Take, for example, this deck from just about one year ago:

 

Husk in Red
10th Place May 9th, 2009
Creatures
4 Nantuko Husk
4 Carrion Feeder
4 Mesmeric Fiend
4 Keldon Marauders
4 Mogg War Marshal
2 Vithian Stinger
22 cards

Other Spells
1 Death Denied
1 Grim Harvest
4 Lightning Bolt
4 Firebolt
2 Seal of Fire
4 Blightning
16 cards
Lands
2 Forgotten Cave
2 Barren Moor
2 Rakdos Carnarium
8 Swamp
8 Mountain
22 cards

Sideboard
4 Duress
4 Ingot Chewer
4 Pyroblast
3 Martyr of Ashes
15 cards
Nantuko Husk

 

This deck was well positioned at the time because it could dodge the defining card at the time: Tendrils of Corruption. Husk in Red could also pack a potent disruption angle, following up a expertly stacked Mesmeric Fiend and Carrion Feeder with a Blightning to rip three from the grip and deal five damage (casting the Fiend and the sacrificing it with its enter the battlefield trigger still on the stack will cause its leave the battlefield trigger to resolve first, resulting in a permanently exiled card). I still believe that was the best deck at the time and I was the one holding it back.
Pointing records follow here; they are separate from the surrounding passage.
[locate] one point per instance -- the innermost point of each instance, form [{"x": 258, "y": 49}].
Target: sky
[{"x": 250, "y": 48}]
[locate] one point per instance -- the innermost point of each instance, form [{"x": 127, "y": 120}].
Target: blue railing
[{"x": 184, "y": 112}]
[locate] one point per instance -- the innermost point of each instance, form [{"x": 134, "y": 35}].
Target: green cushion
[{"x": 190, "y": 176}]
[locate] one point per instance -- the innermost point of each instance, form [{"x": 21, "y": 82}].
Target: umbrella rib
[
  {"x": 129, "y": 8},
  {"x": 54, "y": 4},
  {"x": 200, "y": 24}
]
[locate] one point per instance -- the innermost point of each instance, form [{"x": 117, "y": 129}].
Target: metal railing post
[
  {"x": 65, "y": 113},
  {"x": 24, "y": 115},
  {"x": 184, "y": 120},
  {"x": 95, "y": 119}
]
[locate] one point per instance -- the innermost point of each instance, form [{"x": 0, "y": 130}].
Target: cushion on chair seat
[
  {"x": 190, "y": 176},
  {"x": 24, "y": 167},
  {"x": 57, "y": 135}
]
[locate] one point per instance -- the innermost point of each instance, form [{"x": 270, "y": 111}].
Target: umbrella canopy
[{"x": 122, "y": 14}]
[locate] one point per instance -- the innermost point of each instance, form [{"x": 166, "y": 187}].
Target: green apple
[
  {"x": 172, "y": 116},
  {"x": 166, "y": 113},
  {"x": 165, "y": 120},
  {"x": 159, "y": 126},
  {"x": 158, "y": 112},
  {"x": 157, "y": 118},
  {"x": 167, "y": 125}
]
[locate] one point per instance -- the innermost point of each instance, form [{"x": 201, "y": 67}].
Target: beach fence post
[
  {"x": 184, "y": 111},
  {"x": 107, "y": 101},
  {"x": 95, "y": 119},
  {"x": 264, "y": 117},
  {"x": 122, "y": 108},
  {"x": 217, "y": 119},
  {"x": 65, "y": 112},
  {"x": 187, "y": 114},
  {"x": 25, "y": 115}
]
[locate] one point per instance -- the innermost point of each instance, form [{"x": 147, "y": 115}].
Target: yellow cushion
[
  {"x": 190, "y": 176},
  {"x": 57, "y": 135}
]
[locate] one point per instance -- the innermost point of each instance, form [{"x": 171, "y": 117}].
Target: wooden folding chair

Times have changed however. In addition to losing the ability to stack damage (which only mattered with Marauders a significant amount of time), Tendrils is not the force it once was. Rather, the top decks appear to be a cycle of Storm-Goblins-Teachings-White Weenie (in no particular order). Storm is just the nuts, winning on absolute power, which is kept in check by Teachings' disruption, which is vulnerable to Goblins' attack. Teachings also falls to WW, which claims a good match with Goblins, but stinks it up against Storm. This is a simplification, but these four points represent the best decks of Pauper for the time being. Husk fell somewhere between Goblins and Teachings on this scale, able to pump out massive amounts of damage while being disruptive. The modern Goblins deck, with their four Goblin Sledder and four Mogg Raider operate on a similar model to Husk- they can convert previous investments into extra damage, albeit at a one-to-one ratio (rather than two-to-one).

Can Husk make it in this environment? This depends, in my mind, on item: how powerful is a turn two Mesmeric Fiend into Blightning? In a field loaded with Storm and Teachings, the ability to nab the best card and then some more, well, that is pretty enticing. But with the stack gone, what is the best way for the deck to operate? Quite likely, the answer falls to the a rather unfair little man: Goblin Bushwhacker.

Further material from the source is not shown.